Jamie McCoy

No. 82
- Position: Tight end / Fullback

Personal information
- Born: July 21, 1987 (age 39) Midland, Texas, U.S.
- Listed height: 6 ft 3 in (1.91 m)
- Listed weight: 240 lb (109 kg)

Career information
- High school: Midland (TX) Lee
- College: Texas A&M
- NFL draft: 2010: undrafted

Career history
- St.

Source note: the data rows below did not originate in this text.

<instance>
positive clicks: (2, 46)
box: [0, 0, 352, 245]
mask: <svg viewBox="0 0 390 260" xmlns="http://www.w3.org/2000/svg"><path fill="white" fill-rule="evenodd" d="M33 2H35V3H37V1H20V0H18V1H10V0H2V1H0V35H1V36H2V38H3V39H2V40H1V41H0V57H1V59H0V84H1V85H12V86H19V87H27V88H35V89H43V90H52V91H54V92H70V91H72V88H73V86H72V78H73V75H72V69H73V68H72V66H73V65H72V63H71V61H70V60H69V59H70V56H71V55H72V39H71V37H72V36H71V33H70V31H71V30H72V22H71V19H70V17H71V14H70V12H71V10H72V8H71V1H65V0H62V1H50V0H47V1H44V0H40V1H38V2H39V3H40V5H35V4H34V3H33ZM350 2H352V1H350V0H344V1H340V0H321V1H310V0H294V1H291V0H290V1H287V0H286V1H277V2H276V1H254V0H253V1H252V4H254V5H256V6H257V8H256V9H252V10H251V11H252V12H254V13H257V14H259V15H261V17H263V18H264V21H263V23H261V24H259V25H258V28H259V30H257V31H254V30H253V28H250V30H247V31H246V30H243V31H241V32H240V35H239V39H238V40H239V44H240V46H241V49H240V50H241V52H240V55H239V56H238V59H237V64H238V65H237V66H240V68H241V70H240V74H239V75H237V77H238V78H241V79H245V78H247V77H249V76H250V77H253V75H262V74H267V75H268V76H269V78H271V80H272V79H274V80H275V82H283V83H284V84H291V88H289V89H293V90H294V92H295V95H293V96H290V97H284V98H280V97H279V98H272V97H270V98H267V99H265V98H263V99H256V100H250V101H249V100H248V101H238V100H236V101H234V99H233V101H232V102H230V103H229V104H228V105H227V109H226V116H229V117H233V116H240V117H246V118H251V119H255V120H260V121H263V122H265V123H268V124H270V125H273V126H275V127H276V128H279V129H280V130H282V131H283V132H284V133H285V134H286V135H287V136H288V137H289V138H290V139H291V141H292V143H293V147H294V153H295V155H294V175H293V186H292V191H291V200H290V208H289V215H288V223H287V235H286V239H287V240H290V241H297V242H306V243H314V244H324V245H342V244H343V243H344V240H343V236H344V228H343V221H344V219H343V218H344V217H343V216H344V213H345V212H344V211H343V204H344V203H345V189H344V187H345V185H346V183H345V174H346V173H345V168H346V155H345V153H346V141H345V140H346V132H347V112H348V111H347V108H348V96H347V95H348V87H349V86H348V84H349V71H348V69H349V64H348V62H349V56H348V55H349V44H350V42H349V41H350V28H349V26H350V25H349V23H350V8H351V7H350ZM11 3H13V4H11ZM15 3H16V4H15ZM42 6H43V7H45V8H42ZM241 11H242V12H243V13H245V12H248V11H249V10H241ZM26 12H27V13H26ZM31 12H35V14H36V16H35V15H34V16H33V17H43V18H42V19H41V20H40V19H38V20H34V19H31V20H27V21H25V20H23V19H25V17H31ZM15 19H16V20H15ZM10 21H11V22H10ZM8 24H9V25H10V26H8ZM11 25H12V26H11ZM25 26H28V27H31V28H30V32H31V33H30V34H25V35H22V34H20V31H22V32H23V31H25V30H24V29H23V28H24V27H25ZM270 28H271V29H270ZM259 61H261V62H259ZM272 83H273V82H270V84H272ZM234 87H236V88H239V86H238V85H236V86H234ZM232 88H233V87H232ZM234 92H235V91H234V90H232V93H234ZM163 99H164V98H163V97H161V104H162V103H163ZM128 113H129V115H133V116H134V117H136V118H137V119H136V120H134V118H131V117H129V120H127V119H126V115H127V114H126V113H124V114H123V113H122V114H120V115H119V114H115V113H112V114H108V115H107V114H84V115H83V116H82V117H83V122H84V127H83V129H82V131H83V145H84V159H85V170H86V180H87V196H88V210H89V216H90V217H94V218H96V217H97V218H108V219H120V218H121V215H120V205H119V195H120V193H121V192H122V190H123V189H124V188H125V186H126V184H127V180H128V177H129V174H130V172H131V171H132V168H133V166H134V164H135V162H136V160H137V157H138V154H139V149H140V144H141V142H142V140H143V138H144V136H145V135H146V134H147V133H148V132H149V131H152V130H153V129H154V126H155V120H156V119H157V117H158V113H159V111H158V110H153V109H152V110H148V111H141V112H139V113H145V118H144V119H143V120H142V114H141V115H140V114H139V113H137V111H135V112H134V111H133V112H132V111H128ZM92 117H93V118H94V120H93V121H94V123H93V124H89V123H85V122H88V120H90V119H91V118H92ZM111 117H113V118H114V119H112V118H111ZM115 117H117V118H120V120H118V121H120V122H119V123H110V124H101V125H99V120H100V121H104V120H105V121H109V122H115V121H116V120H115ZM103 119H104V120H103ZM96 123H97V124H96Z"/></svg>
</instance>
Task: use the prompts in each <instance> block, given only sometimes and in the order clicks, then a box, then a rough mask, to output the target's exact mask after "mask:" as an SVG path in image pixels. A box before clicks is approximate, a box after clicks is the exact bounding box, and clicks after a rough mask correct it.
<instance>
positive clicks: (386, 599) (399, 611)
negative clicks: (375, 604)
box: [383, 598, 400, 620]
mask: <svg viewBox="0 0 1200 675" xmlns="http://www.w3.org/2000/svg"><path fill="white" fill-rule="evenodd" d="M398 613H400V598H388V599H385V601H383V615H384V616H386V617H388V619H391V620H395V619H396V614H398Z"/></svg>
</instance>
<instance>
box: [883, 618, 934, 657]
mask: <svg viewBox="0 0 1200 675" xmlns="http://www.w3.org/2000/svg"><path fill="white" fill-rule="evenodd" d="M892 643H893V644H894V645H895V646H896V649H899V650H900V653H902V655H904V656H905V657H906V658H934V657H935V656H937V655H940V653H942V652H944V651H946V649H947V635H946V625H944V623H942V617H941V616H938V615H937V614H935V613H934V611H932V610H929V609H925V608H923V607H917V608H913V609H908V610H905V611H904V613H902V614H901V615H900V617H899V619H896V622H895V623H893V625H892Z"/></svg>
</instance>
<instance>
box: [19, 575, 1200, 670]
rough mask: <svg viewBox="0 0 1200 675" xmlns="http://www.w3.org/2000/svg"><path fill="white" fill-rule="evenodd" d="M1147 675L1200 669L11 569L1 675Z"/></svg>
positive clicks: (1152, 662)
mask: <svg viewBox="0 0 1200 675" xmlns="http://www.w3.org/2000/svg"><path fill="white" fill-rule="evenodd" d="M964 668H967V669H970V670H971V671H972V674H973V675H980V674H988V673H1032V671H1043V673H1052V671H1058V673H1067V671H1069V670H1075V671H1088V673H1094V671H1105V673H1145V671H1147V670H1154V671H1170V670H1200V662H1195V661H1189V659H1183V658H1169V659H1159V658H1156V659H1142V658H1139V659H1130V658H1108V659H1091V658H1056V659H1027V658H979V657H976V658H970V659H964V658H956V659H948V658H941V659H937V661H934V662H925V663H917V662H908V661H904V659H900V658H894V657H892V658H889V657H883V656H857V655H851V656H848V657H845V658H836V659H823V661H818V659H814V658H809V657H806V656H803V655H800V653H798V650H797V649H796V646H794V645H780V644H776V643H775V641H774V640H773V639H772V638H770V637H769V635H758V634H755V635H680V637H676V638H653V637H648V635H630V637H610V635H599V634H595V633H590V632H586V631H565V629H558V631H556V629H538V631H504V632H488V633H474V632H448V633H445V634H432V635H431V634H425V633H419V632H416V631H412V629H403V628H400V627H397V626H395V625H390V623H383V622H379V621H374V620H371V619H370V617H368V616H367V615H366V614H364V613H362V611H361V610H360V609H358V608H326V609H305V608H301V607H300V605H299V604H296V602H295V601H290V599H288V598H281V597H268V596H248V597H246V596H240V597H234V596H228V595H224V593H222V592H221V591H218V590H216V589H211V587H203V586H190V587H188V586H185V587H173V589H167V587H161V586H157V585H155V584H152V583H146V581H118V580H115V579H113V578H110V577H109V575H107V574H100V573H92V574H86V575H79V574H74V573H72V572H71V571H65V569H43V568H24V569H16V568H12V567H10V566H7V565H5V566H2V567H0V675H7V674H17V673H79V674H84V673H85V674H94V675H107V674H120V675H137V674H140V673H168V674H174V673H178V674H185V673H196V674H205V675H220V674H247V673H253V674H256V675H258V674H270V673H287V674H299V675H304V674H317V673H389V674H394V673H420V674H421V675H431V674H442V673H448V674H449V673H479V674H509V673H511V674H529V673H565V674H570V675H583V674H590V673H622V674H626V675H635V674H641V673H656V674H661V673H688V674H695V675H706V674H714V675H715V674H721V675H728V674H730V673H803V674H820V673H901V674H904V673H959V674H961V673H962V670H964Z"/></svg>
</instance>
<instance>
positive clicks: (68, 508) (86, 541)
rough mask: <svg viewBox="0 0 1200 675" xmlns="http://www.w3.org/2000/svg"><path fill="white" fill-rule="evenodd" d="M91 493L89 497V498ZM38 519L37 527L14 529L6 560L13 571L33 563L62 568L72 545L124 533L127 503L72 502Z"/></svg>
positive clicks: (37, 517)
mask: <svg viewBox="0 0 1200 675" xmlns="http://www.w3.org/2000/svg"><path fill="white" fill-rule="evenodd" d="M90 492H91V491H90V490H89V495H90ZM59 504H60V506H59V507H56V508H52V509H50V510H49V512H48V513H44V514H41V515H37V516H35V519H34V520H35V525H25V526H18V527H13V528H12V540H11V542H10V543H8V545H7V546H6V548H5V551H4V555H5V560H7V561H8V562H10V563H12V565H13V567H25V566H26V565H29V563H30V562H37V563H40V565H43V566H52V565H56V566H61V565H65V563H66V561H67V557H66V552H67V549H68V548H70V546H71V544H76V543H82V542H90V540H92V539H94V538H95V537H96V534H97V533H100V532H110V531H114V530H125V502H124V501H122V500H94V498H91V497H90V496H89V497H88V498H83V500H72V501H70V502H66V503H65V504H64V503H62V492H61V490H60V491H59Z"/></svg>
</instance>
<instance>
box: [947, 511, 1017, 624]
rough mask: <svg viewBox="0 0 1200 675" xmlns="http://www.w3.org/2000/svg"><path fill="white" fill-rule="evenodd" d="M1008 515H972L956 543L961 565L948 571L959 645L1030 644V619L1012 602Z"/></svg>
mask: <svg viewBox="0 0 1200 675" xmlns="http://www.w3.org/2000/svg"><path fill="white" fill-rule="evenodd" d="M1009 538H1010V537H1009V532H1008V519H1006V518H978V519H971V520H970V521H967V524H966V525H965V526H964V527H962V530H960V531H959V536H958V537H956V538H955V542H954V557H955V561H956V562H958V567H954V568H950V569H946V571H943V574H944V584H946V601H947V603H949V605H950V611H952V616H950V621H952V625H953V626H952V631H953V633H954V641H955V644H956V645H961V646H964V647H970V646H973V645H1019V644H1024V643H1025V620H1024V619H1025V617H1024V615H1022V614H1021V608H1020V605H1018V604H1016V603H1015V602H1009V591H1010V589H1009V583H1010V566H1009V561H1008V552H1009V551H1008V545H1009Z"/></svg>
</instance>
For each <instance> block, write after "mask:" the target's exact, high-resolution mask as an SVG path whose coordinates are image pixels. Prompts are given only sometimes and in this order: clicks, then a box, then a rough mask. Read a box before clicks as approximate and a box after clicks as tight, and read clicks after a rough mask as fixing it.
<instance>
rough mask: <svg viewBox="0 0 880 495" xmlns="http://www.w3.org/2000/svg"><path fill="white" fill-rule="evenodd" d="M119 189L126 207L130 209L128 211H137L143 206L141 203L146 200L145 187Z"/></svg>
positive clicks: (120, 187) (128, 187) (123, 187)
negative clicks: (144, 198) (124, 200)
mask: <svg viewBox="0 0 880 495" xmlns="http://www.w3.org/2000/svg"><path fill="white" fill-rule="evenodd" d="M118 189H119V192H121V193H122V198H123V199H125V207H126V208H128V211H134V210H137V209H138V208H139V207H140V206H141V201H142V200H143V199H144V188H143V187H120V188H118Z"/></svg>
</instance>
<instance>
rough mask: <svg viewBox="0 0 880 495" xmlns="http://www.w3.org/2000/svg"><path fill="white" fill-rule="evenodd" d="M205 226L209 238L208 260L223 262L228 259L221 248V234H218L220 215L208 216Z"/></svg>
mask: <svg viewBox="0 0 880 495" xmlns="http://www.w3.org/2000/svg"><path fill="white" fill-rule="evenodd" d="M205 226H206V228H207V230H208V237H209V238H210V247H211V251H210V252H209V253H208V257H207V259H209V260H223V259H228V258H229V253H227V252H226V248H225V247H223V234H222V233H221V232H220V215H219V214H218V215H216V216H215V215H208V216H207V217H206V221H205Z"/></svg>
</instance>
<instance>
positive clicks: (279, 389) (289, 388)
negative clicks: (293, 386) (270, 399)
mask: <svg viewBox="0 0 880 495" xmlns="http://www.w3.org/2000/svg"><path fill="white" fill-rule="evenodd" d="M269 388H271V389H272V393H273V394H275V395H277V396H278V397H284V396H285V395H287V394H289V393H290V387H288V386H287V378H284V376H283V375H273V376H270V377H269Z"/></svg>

Louis Rams (2010)*; Pittsburgh Steelers (2011–2012)*; San Diego Chargers (2012)*; Pittsburgh Steelers (2012);
- * Offseason or practice squad member only
- Stats at Pro Football Reference

= Jamie McCoy =

American football player (born 1987)

Jamie McCoy (born July 21, 1987) is an American former football tight end and fullback.

==College career==
He played college football at Texas A&M.

==Professional career==

===St. Louis Rams===
On April 25, 2010, he was signed with the St. Louis Rams as an undrafted free agent. He was released on August 29, 2010.

===Pittsburgh Steelers===
In 2011, he signed with Pittsburgh Steelers.

===San Diego Chargers===
On December 26, 2012, McCoy signed with the San Diego Chargers.